August 2010 • Features
Random Acts of Architecture
By combining classic modernism with a less predictable approach, the San Francisco–based firm Ogrydziak/Prillinger Architects creates the ultimate art collectors’ house.
By Lydia Lee
Professional and personal partners, Ogrydziak and Prillinger met during architecture school at Princeton University, where their professors included the theoreticians Peter Eisenman, Anthony Vidler, and Mark Wigley. “Everybody was interested in psychoanalysis, and there was a lot of talk about how to release the repressed, if you will,” says Prillinger, who is also 39. “When design is truly exciting, you don’t know exactly what’s going to happen.” But that doesn’t mean turning things over entirely to the forces of chaos. “Of course you still want to guide the design, like training a plant,” Ogrydziak says. “When we set up the program to be totally random, there was no tension in it, so we had to modify it. But every time you press ‘Go,’ the program does something that you couldn’t have done by hand.”
After teaming up in 2000, the architects looked at ways to break out of what Prillinger describes as “the inheritance of classic modernism, a staunchly retrograde attachment to the Cartesian grid.” A series of well-received residential projects included Honighaus, a remodeled Edwardian home with a dramatically angled penthouse in San Francisco’s Lower Pacific Heights neighborhood. The architects make use of Rhino, ArchiCAD, and other 3-D-modeling tools in their practice but began developing their own design tools a couple of years ago. They used a visual-programming tool called Processing, designed specifically for artists. Through it, Ogrydziak was able to get comfortable enough with computer programming to write his own code.
The architects first introduced controlled randomness into their work with a CNC-milled concrete wall, a water feature at Honighaus. The program generated graceful, origamilike pleats for the water to flow over. “It’s scary at first to build something straight from the computer,” Ogrydziak says. “We wouldn’t have had the guts to do that with the facade here if we hadn’t already had that experience.”

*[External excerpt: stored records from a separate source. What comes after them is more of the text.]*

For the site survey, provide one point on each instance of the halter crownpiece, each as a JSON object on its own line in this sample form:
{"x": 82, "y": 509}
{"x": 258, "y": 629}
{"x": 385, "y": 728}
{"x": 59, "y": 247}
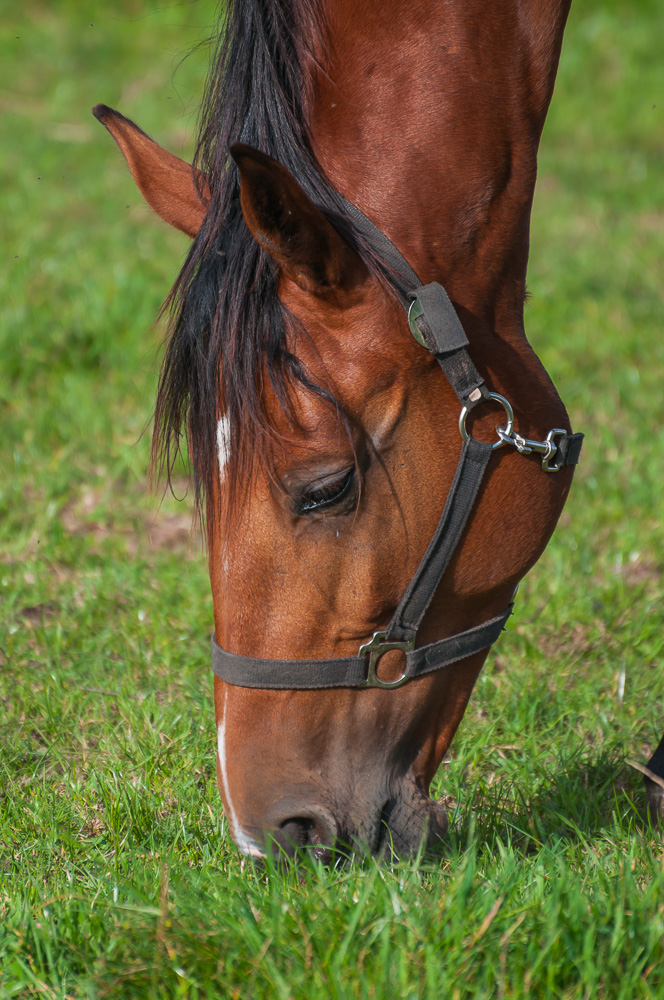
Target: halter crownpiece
{"x": 435, "y": 325}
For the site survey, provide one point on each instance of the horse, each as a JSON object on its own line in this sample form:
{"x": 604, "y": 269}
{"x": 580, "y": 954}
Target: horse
{"x": 353, "y": 298}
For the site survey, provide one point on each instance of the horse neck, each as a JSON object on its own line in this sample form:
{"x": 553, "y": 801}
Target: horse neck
{"x": 428, "y": 117}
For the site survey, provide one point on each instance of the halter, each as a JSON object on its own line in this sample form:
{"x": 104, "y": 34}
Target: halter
{"x": 436, "y": 326}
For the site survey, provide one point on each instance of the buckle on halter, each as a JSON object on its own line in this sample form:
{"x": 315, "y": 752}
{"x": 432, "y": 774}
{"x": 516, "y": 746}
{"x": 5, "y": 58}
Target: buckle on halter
{"x": 374, "y": 650}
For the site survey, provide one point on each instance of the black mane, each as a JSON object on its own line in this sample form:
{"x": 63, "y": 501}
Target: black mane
{"x": 228, "y": 330}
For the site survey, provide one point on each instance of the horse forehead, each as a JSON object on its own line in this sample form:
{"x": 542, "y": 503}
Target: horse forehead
{"x": 357, "y": 345}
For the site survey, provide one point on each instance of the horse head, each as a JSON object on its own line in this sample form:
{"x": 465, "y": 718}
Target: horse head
{"x": 327, "y": 442}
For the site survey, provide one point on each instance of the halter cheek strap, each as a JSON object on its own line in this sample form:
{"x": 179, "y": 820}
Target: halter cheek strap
{"x": 436, "y": 326}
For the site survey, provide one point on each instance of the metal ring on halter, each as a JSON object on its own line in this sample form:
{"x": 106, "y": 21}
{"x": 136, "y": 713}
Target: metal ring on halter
{"x": 506, "y": 405}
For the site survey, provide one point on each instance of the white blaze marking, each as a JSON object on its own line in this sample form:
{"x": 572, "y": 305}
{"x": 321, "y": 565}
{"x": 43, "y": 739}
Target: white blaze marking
{"x": 223, "y": 444}
{"x": 243, "y": 841}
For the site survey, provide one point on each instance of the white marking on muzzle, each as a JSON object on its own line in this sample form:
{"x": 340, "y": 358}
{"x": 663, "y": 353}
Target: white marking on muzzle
{"x": 223, "y": 445}
{"x": 243, "y": 840}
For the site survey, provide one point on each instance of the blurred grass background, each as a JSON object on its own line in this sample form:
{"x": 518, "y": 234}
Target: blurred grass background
{"x": 117, "y": 876}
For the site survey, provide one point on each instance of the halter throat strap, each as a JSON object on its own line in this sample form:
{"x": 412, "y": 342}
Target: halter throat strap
{"x": 435, "y": 325}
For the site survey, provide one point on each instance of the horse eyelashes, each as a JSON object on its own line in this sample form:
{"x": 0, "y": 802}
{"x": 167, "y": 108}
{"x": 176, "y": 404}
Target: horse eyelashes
{"x": 326, "y": 495}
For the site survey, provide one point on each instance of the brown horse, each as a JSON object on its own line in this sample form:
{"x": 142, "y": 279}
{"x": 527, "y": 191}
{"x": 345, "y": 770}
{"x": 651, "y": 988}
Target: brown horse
{"x": 323, "y": 436}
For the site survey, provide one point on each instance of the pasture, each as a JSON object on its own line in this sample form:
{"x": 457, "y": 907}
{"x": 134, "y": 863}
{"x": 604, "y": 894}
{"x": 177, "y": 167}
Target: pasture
{"x": 117, "y": 873}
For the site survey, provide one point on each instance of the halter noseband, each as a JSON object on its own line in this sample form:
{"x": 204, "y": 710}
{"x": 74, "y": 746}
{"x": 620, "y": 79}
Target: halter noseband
{"x": 436, "y": 326}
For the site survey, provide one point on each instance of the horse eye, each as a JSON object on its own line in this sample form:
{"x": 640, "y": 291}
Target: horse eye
{"x": 326, "y": 494}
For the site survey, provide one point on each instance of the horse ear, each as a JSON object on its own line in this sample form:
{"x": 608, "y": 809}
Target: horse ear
{"x": 168, "y": 184}
{"x": 285, "y": 221}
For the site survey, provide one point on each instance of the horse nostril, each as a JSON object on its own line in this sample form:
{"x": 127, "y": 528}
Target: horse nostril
{"x": 317, "y": 832}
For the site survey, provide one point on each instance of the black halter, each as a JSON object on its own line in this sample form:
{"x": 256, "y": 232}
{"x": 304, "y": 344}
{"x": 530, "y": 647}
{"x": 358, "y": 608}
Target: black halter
{"x": 436, "y": 326}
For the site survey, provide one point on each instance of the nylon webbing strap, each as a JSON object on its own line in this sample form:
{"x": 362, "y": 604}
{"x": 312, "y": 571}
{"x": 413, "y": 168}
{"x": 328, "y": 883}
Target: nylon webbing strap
{"x": 351, "y": 671}
{"x": 438, "y": 325}
{"x": 569, "y": 449}
{"x": 460, "y": 501}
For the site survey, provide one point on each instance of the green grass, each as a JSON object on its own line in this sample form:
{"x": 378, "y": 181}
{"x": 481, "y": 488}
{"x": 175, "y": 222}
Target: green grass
{"x": 117, "y": 874}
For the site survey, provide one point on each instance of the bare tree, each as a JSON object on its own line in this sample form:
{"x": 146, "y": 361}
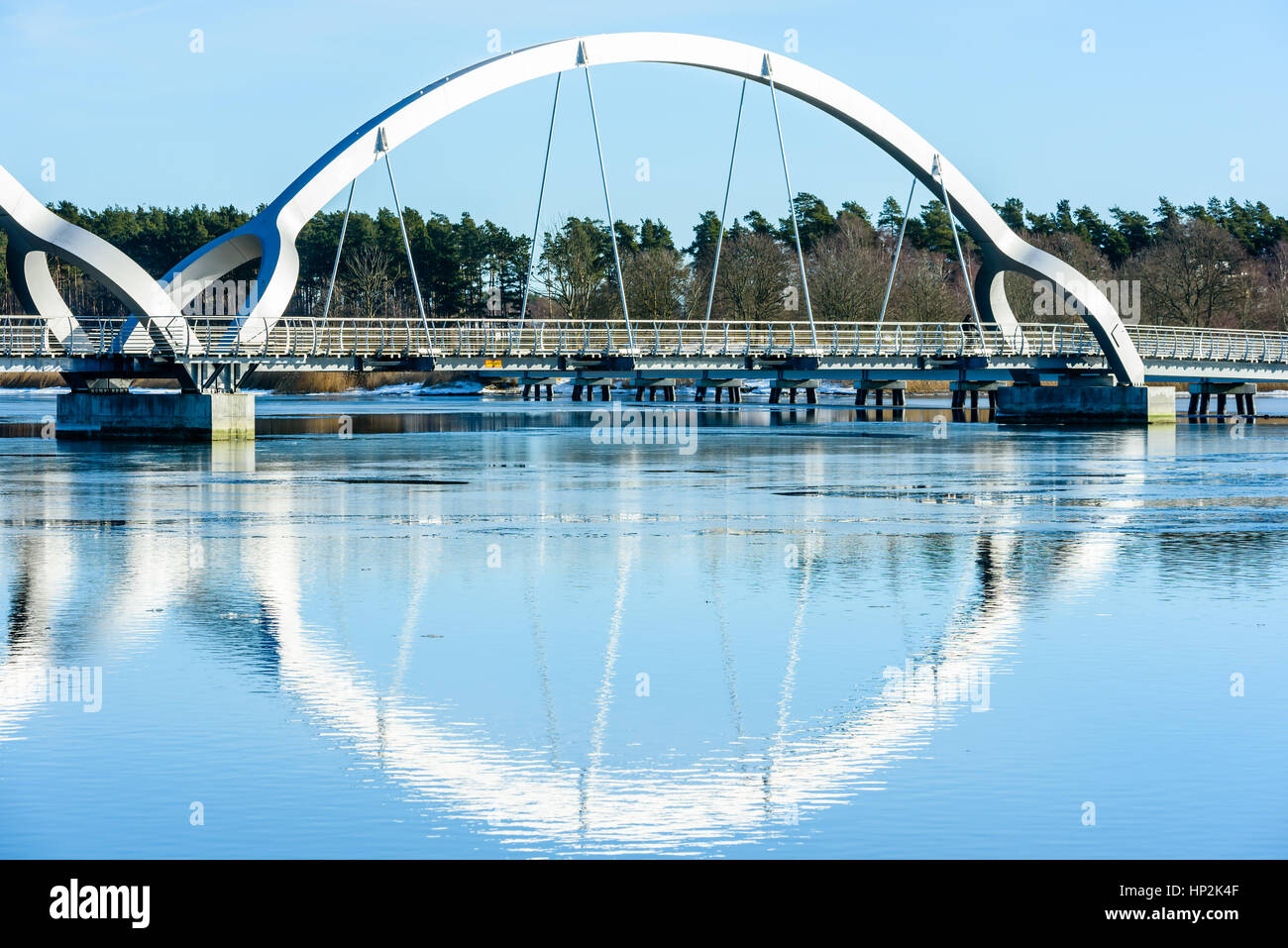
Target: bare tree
{"x": 752, "y": 277}
{"x": 849, "y": 272}
{"x": 657, "y": 285}
{"x": 1194, "y": 277}
{"x": 923, "y": 291}
{"x": 369, "y": 281}
{"x": 579, "y": 268}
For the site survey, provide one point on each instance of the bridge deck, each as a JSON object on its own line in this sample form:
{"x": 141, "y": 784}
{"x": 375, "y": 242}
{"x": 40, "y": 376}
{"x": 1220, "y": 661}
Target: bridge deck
{"x": 651, "y": 350}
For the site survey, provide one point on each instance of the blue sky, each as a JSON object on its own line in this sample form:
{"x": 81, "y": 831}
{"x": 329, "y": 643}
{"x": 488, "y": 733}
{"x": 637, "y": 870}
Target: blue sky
{"x": 1172, "y": 93}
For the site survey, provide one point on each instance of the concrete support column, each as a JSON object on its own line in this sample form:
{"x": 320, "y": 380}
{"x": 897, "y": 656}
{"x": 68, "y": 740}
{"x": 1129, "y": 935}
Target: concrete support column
{"x": 158, "y": 416}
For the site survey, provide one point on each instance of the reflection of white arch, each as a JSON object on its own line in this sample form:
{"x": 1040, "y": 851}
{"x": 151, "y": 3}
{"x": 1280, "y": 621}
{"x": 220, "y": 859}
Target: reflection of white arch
{"x": 271, "y": 233}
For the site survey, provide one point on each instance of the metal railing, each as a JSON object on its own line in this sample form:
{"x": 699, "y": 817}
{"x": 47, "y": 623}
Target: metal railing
{"x": 395, "y": 339}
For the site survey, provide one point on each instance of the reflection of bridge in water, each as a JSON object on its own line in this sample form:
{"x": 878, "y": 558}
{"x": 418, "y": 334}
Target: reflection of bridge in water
{"x": 580, "y": 791}
{"x": 1103, "y": 365}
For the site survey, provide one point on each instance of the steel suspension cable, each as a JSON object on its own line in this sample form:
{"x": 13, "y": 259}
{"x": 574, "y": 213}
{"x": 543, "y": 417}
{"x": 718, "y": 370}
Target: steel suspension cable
{"x": 335, "y": 266}
{"x": 938, "y": 170}
{"x": 382, "y": 143}
{"x": 898, "y": 247}
{"x": 608, "y": 204}
{"x": 541, "y": 194}
{"x": 724, "y": 211}
{"x": 791, "y": 204}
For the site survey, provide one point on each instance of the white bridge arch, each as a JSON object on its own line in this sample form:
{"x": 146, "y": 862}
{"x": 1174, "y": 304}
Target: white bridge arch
{"x": 270, "y": 235}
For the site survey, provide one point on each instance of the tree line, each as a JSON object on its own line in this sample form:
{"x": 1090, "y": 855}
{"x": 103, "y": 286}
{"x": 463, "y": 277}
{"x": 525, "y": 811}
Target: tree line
{"x": 1218, "y": 263}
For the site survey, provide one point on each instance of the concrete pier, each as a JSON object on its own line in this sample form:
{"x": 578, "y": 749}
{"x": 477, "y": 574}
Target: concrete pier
{"x": 156, "y": 416}
{"x": 1086, "y": 404}
{"x": 879, "y": 386}
{"x": 790, "y": 385}
{"x": 730, "y": 386}
{"x": 1244, "y": 398}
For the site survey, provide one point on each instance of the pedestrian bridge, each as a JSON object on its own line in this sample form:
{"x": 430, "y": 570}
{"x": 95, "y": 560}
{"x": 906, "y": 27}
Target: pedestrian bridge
{"x": 988, "y": 350}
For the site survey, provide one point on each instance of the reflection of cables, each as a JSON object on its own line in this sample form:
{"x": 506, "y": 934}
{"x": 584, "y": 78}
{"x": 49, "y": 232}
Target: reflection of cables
{"x": 410, "y": 625}
{"x": 794, "y": 642}
{"x": 726, "y": 652}
{"x": 539, "y": 643}
{"x": 603, "y": 699}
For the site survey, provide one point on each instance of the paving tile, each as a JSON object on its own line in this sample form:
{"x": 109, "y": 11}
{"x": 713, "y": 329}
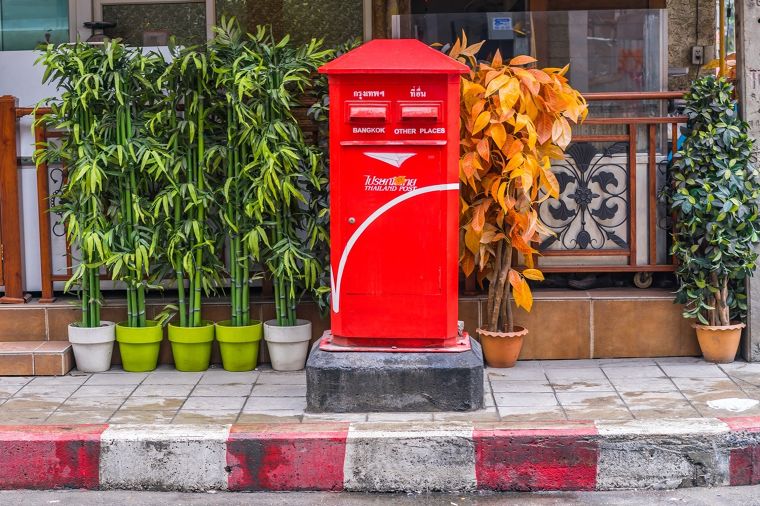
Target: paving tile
{"x": 551, "y": 365}
{"x": 564, "y": 374}
{"x": 42, "y": 391}
{"x": 583, "y": 386}
{"x": 202, "y": 416}
{"x": 590, "y": 399}
{"x": 282, "y": 416}
{"x": 26, "y": 417}
{"x": 746, "y": 378}
{"x": 217, "y": 377}
{"x": 646, "y": 371}
{"x": 263, "y": 404}
{"x": 704, "y": 384}
{"x": 32, "y": 404}
{"x": 93, "y": 403}
{"x": 708, "y": 411}
{"x": 282, "y": 378}
{"x": 680, "y": 411}
{"x": 653, "y": 399}
{"x": 59, "y": 380}
{"x": 517, "y": 374}
{"x": 278, "y": 391}
{"x": 542, "y": 400}
{"x": 680, "y": 360}
{"x": 162, "y": 390}
{"x": 15, "y": 380}
{"x": 8, "y": 390}
{"x": 235, "y": 390}
{"x": 643, "y": 385}
{"x": 79, "y": 417}
{"x": 153, "y": 403}
{"x": 626, "y": 362}
{"x": 140, "y": 416}
{"x": 481, "y": 415}
{"x": 521, "y": 386}
{"x": 611, "y": 413}
{"x": 693, "y": 371}
{"x": 526, "y": 413}
{"x": 209, "y": 403}
{"x": 711, "y": 395}
{"x": 334, "y": 417}
{"x": 126, "y": 378}
{"x": 400, "y": 417}
{"x": 103, "y": 390}
{"x": 173, "y": 378}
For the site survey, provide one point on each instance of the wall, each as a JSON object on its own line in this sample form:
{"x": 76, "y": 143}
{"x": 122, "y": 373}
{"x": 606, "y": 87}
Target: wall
{"x": 690, "y": 23}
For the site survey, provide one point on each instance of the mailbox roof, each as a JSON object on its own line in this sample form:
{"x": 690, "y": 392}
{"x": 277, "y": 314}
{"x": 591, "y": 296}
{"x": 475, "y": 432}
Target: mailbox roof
{"x": 394, "y": 56}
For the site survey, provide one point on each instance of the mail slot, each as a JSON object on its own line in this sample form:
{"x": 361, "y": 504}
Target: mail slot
{"x": 394, "y": 183}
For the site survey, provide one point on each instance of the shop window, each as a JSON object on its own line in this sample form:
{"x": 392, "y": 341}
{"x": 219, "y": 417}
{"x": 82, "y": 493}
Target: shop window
{"x": 24, "y": 24}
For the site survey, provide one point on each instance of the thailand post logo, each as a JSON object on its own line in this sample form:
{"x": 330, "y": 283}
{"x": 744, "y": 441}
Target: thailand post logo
{"x": 389, "y": 184}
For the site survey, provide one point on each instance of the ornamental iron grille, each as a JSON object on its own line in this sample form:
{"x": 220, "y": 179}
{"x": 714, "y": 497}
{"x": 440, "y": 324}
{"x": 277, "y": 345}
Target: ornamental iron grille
{"x": 594, "y": 203}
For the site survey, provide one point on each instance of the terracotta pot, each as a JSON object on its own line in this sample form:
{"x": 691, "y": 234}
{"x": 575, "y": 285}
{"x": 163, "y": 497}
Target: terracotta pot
{"x": 501, "y": 349}
{"x": 719, "y": 342}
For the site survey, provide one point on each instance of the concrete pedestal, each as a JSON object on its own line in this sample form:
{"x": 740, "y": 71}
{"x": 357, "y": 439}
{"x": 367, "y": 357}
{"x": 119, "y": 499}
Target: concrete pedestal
{"x": 347, "y": 382}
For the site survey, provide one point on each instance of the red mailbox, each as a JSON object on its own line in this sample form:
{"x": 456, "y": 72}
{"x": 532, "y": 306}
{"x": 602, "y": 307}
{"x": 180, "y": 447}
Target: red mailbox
{"x": 394, "y": 201}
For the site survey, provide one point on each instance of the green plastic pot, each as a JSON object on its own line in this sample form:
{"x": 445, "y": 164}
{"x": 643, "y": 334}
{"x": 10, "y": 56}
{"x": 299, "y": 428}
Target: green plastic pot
{"x": 191, "y": 346}
{"x": 139, "y": 346}
{"x": 239, "y": 346}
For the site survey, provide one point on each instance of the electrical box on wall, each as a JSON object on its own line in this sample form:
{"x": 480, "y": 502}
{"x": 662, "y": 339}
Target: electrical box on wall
{"x": 698, "y": 55}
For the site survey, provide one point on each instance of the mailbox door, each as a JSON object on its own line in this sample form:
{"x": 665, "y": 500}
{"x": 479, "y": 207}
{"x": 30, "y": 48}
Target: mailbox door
{"x": 391, "y": 241}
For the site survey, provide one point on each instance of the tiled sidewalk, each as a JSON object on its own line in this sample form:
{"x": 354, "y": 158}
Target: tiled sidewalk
{"x": 618, "y": 389}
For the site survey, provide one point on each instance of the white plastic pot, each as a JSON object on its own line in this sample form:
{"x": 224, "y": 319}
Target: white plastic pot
{"x": 93, "y": 346}
{"x": 288, "y": 346}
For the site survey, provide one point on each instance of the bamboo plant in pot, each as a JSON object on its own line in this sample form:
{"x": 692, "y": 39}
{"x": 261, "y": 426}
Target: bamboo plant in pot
{"x": 136, "y": 161}
{"x": 287, "y": 178}
{"x": 714, "y": 197}
{"x": 186, "y": 205}
{"x": 515, "y": 120}
{"x": 77, "y": 70}
{"x": 236, "y": 69}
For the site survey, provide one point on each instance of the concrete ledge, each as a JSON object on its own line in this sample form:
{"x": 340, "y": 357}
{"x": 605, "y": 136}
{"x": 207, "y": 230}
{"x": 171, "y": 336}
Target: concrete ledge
{"x": 373, "y": 457}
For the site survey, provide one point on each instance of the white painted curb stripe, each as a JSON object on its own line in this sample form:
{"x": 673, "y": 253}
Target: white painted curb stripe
{"x": 415, "y": 459}
{"x": 662, "y": 427}
{"x": 169, "y": 457}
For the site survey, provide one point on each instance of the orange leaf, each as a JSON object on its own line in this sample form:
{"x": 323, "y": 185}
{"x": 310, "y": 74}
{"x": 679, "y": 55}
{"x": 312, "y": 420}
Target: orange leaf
{"x": 484, "y": 149}
{"x": 483, "y": 119}
{"x": 533, "y": 274}
{"x": 468, "y": 263}
{"x": 523, "y": 297}
{"x": 498, "y": 134}
{"x": 522, "y": 60}
{"x": 544, "y": 128}
{"x": 472, "y": 240}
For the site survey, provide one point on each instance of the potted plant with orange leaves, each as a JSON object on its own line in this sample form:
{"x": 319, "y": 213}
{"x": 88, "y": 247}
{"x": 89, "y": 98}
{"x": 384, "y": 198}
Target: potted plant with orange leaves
{"x": 515, "y": 119}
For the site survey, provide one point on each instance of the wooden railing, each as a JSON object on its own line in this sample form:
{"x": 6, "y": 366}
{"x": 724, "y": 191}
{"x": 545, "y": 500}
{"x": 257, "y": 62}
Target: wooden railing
{"x": 619, "y": 250}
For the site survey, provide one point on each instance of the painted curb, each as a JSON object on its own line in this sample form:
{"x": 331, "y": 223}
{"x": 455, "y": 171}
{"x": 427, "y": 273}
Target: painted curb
{"x": 385, "y": 457}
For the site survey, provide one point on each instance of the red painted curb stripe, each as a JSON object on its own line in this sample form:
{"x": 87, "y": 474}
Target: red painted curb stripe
{"x": 45, "y": 457}
{"x": 525, "y": 460}
{"x": 286, "y": 458}
{"x": 742, "y": 423}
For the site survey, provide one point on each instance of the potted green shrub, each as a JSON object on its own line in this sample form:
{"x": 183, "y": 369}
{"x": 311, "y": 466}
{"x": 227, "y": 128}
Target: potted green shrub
{"x": 515, "y": 120}
{"x": 185, "y": 204}
{"x": 714, "y": 199}
{"x": 236, "y": 69}
{"x": 136, "y": 160}
{"x": 288, "y": 182}
{"x": 77, "y": 71}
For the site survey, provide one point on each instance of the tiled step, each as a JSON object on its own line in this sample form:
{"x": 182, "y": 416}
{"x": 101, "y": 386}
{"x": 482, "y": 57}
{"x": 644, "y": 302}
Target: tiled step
{"x": 35, "y": 358}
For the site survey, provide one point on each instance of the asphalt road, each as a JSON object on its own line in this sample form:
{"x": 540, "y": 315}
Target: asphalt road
{"x": 744, "y": 496}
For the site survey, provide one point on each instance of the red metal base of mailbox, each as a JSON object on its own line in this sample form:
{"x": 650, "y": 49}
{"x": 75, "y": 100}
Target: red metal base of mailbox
{"x": 329, "y": 342}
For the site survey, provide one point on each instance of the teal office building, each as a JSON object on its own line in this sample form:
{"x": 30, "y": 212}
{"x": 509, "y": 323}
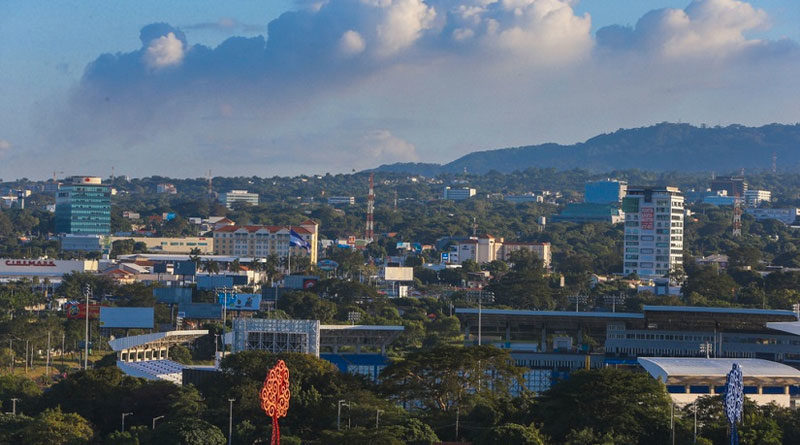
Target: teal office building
{"x": 83, "y": 206}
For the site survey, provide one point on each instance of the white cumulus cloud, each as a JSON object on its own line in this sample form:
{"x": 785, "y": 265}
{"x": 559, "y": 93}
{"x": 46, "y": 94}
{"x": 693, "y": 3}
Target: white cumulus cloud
{"x": 164, "y": 51}
{"x": 351, "y": 43}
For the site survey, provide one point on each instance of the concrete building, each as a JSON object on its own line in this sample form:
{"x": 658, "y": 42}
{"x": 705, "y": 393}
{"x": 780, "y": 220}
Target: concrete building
{"x": 653, "y": 231}
{"x": 172, "y": 245}
{"x": 753, "y": 197}
{"x": 590, "y": 212}
{"x": 688, "y": 379}
{"x": 525, "y": 197}
{"x": 83, "y": 207}
{"x": 787, "y": 216}
{"x": 732, "y": 185}
{"x": 459, "y": 194}
{"x": 235, "y": 196}
{"x": 488, "y": 248}
{"x": 261, "y": 241}
{"x": 341, "y": 200}
{"x": 610, "y": 191}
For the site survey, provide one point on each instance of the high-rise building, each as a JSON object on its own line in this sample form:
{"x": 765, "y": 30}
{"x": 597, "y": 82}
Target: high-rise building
{"x": 653, "y": 231}
{"x": 83, "y": 206}
{"x": 609, "y": 191}
{"x": 235, "y": 196}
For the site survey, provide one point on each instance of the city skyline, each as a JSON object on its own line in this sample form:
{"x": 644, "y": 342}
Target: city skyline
{"x": 344, "y": 85}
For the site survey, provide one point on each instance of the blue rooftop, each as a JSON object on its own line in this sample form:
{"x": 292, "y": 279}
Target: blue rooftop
{"x": 524, "y": 313}
{"x": 718, "y": 310}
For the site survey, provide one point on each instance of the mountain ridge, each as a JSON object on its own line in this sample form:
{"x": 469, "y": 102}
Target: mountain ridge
{"x": 661, "y": 147}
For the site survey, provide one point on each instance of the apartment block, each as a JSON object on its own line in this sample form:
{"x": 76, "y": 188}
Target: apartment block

Ogrydziak/Prillinger had the chance to try a little more randomness in the roof garden of the Gallery House. Dotted among the alien-looking succulents are more of what the architects call “mathematical-organic” objects. Pavers marked with the facade’s mesh pattern have irregular forms generated by a complementary algorithm. Three intricately faceted boulders, created by manipulating geometric solids, serve as benches. In this otherworldly sculpture garden, rocks have been swapped out for counterparts from a parallel universe. “We’re trying to see a world with many, many options and then selecting a few,” Prillinger says. “We’re trying to see a space for design as charged with possibility.”
What do the architects hope to do next? “We’d like to see how we can introduce that sense of discovery to an entire building,” Ogrydziak says. “It’s interesting to see what happens when there isn’t a neat resolution, that there’s some messiness to a project.”